Intanto sul fronte delle vendite si registra ancora una trimestrale da record per i conti della “Mela”, anche se per la prima volta la crescita degli iPhone, che sembrava infinita, rallenta.

 

L’azienda di Cupertino, comunicando i dati del primo trimestre dell’anno fiscale 2016, concluso il 26 dicembre 2015, ha annunciato un fatturato trimestrale record di 75,9 miliardi di dollari e un utile netto trimestrale di 18,4 miliardi di dollari (margine lordo del 40,1%). Nello stesso trimestre dell’anno passato Apple aveva registrato un giro di affari di 74,6 miliardi di dollari e un utile netto trimestrale di 18 miliardi di dollari (margine lordo del 39,9%).
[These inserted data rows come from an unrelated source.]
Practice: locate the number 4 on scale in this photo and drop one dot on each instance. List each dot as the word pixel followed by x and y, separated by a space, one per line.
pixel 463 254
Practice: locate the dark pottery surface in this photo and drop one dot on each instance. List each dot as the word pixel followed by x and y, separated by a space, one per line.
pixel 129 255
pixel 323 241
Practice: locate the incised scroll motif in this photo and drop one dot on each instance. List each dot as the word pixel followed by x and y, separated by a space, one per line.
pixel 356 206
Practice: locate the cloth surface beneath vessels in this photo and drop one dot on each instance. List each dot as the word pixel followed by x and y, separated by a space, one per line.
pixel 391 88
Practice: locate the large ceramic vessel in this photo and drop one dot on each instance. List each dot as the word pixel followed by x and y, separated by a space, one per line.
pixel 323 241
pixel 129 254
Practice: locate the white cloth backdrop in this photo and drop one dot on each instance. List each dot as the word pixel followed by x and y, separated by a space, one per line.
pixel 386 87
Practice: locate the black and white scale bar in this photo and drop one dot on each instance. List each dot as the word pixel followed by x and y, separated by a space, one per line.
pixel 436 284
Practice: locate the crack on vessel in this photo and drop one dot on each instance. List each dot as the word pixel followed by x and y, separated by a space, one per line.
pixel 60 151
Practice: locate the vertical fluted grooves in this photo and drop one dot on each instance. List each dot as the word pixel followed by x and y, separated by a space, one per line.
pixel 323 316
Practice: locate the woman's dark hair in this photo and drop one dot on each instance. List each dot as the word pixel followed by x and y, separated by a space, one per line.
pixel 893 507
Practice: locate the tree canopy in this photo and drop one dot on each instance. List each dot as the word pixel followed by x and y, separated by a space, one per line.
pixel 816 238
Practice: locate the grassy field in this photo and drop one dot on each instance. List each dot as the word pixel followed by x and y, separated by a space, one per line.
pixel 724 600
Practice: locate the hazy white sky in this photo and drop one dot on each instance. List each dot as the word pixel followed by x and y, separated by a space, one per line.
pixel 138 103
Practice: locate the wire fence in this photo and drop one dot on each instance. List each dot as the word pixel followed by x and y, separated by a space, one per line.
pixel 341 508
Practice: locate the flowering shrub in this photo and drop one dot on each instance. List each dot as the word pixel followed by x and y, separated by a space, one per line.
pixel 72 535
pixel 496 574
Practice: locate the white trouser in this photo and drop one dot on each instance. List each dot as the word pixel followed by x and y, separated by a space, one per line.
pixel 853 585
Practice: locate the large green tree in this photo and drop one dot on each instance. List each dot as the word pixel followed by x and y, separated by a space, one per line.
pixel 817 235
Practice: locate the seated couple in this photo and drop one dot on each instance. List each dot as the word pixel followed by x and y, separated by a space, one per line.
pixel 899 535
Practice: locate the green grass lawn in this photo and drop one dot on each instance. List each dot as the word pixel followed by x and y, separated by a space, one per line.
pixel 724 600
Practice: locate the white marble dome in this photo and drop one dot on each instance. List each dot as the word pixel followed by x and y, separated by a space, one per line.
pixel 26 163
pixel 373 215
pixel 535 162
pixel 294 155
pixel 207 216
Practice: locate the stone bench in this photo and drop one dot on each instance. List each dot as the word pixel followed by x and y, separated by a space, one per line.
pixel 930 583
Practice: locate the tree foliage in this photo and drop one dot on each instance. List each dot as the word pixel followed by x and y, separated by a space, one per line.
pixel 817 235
Dal punto di vista delle quotazioni, dai 93 dollari del 27 gennaio le azioni di Apple sono risalite sopra i 100. Merito anche della presentazione il 21 marzo del nuovo iPhone SE: le azioni Apple hanno chiuso la sessione del 25 marzo (4 giorni dopo l’evento) a 105.92 dollari, in rialzo del 15% dai minimi delle ultime 52 settimane. Un rialzo che diventa ancora più rilevante se paragonato ai ritmi del mercato. Lo S&P 500 ha registrato una crescita del 6.9% negli ultimi 30 giorni. Ma Apple è riuscita a fare il 65% meglio, tornando a essere la società di maggior valore al mondo.